Der Richter ist ein Henker

Follow me Quietly (USA 1949, Richard Fleischer) (VHS)

Richard Fleischers erster Serienmörderfilm von 1949 ist ein interessanter Markstein zwischen dem frühen und dem klassischen Serienmörderkino.

Erzählt wird die Geschichte eines Killers, der sich selbst "The Judge" nennt und für acht Morde verantwortlich ist. Jedes seiner Opfer erwürgt er von hinten. Alle Morde geschehen, während es regnet. Er hinterlässt nur wenige Spuren, die zunächst nicht dazu geeignet scheinen, ein Täterbild zu zeichnen. Police Lt. Harry Grant sammelt an den Tatorten Hinterlassenschaften des "Judge": Briefe, deren Wörter aus ausgeschnittenen Zeitungstexten bestehen, aber auch Haare, einen Hut, Handschuhe. Grant stets auf der Fährte ist die Boulevard-Reporterin Ann Gorman, die diesem schließlich eine Vollmacht abluchst, exklusiv über den Fall berichten zu dürfen. Als Grant auf die Idee kommt, die Tatort-Fundstücke wie ein Puzzle-Spiel zusammen zu setzen und daraus eine mannsgroße "Täterfigur" ohne Gesicht herzustellen, um die Polizei damit zu briefen, veröffentlicht Ann diesen Plan und gefährdet damit die Ermittlungsarbeiten. Dennoch geraten den Polizisten bald mehrere Verdächtige in die Fänge, der Täter ist jedoch nicht unter ihnen. Erst ein Kriminalgroschenroman, den er an seinem letzten Tatort zurück gelassen hat, führt die Ermittler schließlich auf die richtige Spur: Ann weiß wo solche seltenen Auflagen des Heftes zu bekommen sind. Über das Antiquariat, wo ein Mann, der dem Dummy ähnlich sieht, das Heft gekauft hat und ein Café, wo dieser Mann das Heft gelesen haben soll, gelangt Grant schließlich an den richtigen Mann. Nach einer Verfolgungsjagd stellt er ihn – doch dieser stürzt sich selbst, als er durch einen regenartigen Wasserschwall laufen soll, in den Tod.

Der vollständige Verzicht auf die Psychologisierung des Täters (mit Ausnahme der Schlussszene, in der angedeutet wird, dass wohl eine Hydrophobie mit den Taten zu tun hat) und der Ermittlungsarbeit ist das auffälligste Merkmal des Films. Klassische Ermittlungsarbeit bestimmt die Detektion – diese gelangt jedoch schnell an ihre Grenzen und wird – wie im Falle des Dummies, der dem Täter von hinten ähnlich sehen soll! – für den Zuschauer unglaubwürdig. Erst in Verkettung mit anderen Indizien, zu denen vor allem der gefundene Groschenroman zählt, rationalisiert sich die Suche wieder etwas.

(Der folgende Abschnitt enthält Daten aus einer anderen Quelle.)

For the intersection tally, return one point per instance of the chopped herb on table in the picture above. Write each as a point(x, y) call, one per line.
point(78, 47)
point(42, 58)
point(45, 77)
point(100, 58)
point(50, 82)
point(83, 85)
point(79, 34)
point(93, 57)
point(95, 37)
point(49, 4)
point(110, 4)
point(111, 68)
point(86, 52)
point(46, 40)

Interessant sind neben den Allusionen an andere Serienmörderfilme (die gesichtslose Puppe aus "L’Assasin" oder die Lippenstiftnotiz des Täters und das Groschenheft als Beweismittel aus "While the City sleeps") vor allem zwei Szenen: Der Polizeitruppe wird die Dummy-Identität des Täters wie ein Theaterstück vorgeführt: Er steht auf einer Bühne, dem "Publikum" den Rücken zugewandt, das Licht erlischt und plötzlich hört man (s)eine Stimme – ein Sprecher aus dem Off stellt sich als "The Judge" vor. Als die Täterpuppe mit einem Mal umgedreht wird, reagiert das "Publikum" schockiert. Diese Inszenierung des Täters nebst dem ausgelösten Schock war bereits in "Doctor X" hilfreich, den Serienmörder zu überführen und verhalf diesem wie jenem Film dazu, einen Schritt hinter sich selbst zu tun und seine Inszenierungstechniken und Wirkungsästhetiken zu reflektieren.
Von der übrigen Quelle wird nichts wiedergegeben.